Continuing(but not forgetting that), by finishing downstairs means the tough work comes. This part involves very tall ladders(2 story ones) and what my mom supposes to be scaffolding to paint over the staircase. I’m so gonna get myself killed.
SAT practice continues, and it’s been interesting. I’ve managed to do pretty well, but I’ve been listening to some of the stuff ppl are saying(and reading a book right now, actually, that says the same) that Testmasters and PrincetonReview are giving these crazybutt strategies for them to use. Par exemple…
Apparently just about everyone is saying something along the lines of “Don’t read the passage; just go to the questions and then go back to the section you need and get the answer”.
Wow.
You might think it’s one of those things that may sound really stupid upfront, but ends up being in reality a brilliant technique, but I’m willing to 2nd guess that.
Let’s think about this; they say it’s better to take a shortcut. I’ll admit, shortcuts can help if you’re pressed for time, but honestly, if you’re willing to go through the effort to go to classes or read a book about this stuff, you’re probably smart ’nuff to at least have time to read the passage once through. But past that, there’s so much more to it. By reading the entire thing at once, you actually pick up a lot of things like tone and connotations and such that can help you when it comes to answering those section ones. Even those dinky “This word means” can get a lot from understanding the whole passage instead of 2-3 lines.
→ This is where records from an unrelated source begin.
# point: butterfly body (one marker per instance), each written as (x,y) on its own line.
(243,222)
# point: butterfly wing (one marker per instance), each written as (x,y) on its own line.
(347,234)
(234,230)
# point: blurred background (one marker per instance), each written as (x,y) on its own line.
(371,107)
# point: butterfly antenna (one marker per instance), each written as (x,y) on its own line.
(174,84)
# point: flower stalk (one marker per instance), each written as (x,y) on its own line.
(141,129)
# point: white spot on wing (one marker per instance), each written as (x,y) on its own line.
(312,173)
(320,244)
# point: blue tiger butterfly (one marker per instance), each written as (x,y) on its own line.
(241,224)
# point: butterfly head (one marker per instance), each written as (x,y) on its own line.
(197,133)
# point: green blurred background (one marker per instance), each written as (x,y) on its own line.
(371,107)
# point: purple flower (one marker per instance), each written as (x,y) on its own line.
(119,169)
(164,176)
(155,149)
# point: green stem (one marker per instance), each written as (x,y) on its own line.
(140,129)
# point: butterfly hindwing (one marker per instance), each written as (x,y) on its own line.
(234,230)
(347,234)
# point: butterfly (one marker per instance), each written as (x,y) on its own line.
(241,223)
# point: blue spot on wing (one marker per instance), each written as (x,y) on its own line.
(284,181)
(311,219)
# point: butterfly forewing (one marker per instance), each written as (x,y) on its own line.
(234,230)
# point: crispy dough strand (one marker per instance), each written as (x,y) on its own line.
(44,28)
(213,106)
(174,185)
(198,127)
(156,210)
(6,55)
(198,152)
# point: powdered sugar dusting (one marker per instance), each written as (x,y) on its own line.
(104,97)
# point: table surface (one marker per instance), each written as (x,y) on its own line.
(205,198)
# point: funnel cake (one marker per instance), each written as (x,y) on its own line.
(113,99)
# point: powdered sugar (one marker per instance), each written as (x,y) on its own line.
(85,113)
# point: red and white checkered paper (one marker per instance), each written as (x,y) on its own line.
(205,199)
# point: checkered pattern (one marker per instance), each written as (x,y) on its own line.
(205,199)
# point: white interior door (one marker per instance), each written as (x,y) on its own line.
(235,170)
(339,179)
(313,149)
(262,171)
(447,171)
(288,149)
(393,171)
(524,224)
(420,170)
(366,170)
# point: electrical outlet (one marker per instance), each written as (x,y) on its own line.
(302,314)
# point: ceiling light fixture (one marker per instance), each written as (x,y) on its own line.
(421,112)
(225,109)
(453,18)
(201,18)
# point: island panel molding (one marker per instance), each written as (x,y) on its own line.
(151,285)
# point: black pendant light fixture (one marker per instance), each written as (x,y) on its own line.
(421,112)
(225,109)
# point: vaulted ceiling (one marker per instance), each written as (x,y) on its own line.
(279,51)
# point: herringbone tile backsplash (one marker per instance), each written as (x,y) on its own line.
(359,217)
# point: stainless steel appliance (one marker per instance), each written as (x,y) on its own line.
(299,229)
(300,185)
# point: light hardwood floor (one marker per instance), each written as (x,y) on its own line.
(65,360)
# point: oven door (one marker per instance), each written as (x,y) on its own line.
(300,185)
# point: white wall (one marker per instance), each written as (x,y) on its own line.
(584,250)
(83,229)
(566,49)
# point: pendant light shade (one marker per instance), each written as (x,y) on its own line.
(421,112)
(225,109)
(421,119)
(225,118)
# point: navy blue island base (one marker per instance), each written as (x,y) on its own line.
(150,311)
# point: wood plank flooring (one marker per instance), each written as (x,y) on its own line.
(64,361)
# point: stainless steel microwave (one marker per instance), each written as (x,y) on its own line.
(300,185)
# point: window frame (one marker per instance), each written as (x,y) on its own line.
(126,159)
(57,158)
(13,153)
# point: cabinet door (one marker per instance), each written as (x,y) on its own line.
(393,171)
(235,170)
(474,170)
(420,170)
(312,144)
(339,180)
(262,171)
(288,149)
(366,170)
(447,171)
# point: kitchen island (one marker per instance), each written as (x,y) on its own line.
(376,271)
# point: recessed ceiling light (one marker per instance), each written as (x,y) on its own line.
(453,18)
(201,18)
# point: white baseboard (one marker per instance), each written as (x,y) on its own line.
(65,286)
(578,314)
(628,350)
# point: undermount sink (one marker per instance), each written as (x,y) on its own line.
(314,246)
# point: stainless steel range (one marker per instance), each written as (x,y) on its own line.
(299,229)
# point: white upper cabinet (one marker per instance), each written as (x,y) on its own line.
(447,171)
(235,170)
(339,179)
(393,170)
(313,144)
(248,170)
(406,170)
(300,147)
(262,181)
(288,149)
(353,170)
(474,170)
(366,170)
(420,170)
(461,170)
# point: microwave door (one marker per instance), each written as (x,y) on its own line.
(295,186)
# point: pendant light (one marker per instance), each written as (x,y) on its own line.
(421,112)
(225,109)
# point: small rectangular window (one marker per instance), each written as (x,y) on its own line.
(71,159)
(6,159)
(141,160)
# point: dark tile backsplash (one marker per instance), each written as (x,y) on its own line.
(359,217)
What if the author used those 2-3 lines as complete sarcasm? Oops, looked like some idiot picked the opposite answer. Continuing, I’d like to cite an example of stupidity from the book I’m reading.
“Since the SAT includes easy, medium, and difficult questions, on which type do you usually spend the least amount of time?” They say the correct answer is “difficult questions” because your time is better used on the medium and easy ones. Okay. Let’s think about this.
Imagine the days of pain behind us in Holycross. You’re working through a test, and there’s a question that’s like, “2+3=”. Easy(I hope), so you answer and move on. Then theres one like, “3X+4Y=15, 5X+4Y=25, solve for X”. Might take a second longer, but it should be pretty easy. Then the test continues with an ooc question that requires you to augment a 5X5 matrix.
Which would you spend the most time on? The one you know you got right or the one you actually need to work out?
I find it very interesting as well that the book I’m reading often uses the words “Most students”. Well thanks, but if I’m going to spend my time reading your trash, I really hope it applies to me. ‘Neways, ’nuff of that.
So I guess my hilight of the week was getting my RPG group together. Quite an adventure, actually(hahahahahaha…), but there isn’t much to tell. At least, nothign that most ppl would care about.